Allowing such a vote to go forward could be the “straw that breaks the camel’s back” for Boehner said a group of conservatives on Capitol Hill on Wednesday.

At the event, “Conversations with Conservatives,” CNSNews.com asked the members: “Rep. Rohrabacher has said that if Speaker Boehner allows an immigration bill to come to a vote in the House without the majority support of House Republicans that he ‘should be removed as Speaker.’ Do you agree with Rep. Rohrabacher?”

“Whether he should or not, I think he would [be removed],” said Salmon. “I think there’s a great unrest.”

Rep. Tom McClintock (R-Calif.) was more direct.

“The American people elected a Republican majority in the House of Representatives,” he said. “Were a leader of that majority to use his authority to circumvent that majority would be cause for removal, in my judgment.”

Salmon said he has been working on codifying the so-called Hastert rule in the Republican conference, named after former Speaker Dennis Hastert, which required majority support from the ruling party in order to bring bills to the floor.

“I think that strengthens Boehner’s hand, I think it strengthens his ability to negotiate with the president to be able to say, ‘there’s a line and I can’t cross it,’” Salmon said. “I think ultimately it would be a good step and I would hope that he would see it that way as well, and instead of inhibiting him it actually strengthens him, because I am concerned.”

“We’ve already had several pieces of legislation that have gone out of this place with majority of Democrats and a minority of Republicans,” he added.

“I think there needs to be a point in time when there is the proverbial straw that breaks the camel’s back and as Mr. Rohrabacher spoke out, whether he should or whether he shouldn’t I think there are a lot of members in the conference would probably be frustrated to the point of looking for new leaders,” Salmon said.

“If Speaker Boehner moves forward and permits this [immigration reform bill] to come to a vote even though the majority of the Republicans in the House—and that’s if they do—oppose whatever it is that’s coming to a vote, he should be removed as Speaker,” Rohrabacher said recently.

On June 18, when asked if he could lose his job over immigration reform, Boehner said “maybe,” adding that he is committed to bringing immigration reform to the floor that has majority support of both Republicans and Democrats.

Republicans in the House have relied on Democrats to pass several bills under Boehner’s leadership. The deal to avert the fiscal cliff in January, which raised taxes on individuals who earn over $400,000, passed 257-167 with the help of 172 Democrats. 151 Republicans voted against the bill.
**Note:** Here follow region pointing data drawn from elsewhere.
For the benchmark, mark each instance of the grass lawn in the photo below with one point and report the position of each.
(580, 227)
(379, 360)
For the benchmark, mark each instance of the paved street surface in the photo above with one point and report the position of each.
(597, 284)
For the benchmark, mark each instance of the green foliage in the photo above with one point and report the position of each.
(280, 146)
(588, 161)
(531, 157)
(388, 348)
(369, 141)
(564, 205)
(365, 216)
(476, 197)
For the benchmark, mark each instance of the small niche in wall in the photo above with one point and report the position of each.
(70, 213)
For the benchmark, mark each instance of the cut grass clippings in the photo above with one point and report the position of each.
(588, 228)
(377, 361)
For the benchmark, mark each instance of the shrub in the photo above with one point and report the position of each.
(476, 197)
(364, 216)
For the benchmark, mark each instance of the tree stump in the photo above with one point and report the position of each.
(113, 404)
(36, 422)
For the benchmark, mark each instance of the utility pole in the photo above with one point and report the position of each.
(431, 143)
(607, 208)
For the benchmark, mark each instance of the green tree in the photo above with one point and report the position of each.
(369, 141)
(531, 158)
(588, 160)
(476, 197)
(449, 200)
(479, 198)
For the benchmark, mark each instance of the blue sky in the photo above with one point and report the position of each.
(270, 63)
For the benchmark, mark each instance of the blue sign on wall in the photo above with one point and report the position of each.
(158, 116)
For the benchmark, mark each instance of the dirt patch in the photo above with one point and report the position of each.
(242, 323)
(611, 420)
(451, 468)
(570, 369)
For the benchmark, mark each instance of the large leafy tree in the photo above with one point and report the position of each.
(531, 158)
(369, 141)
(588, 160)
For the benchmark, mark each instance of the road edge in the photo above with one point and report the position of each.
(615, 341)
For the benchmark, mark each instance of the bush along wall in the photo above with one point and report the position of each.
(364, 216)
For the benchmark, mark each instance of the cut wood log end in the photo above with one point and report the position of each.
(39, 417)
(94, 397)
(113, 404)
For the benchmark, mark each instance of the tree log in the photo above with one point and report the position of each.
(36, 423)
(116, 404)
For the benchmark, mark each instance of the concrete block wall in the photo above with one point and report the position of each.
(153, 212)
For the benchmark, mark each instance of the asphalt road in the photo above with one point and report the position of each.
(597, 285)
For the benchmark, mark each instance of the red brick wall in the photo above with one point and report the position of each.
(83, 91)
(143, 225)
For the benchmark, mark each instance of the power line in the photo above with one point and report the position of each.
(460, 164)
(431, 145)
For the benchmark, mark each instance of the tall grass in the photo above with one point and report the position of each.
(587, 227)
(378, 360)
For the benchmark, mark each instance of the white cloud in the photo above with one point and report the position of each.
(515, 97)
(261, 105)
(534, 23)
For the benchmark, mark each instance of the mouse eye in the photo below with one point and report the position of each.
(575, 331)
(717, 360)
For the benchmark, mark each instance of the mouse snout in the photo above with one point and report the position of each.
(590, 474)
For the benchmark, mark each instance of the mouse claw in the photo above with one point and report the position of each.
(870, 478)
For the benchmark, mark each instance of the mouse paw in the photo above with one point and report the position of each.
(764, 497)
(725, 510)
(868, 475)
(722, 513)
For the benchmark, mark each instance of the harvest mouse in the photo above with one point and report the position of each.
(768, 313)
Last week the Farm bill failed in the House 195-234, after Democrats backed away from the bill. The Republican leadership was counting on support from 40 Democrats since a block of conservative members were unsatisfied with the bill. In the end only 24 Democrats voted for it.

“After the vote I said maybe leadership will wake up tomorrow and realize that we’re a lot easier to negotiate with than the Democrats are,” Salmon said of the Farm bill’s failure, “even though they keep going back and doing that time and time again.”

“When’s the last time Harry Reid actually passed a bill out of the Senate with a majority of Republicans and a minority of Democrats?” he said. “How bout never.

“Maybe we ought to play the same game.”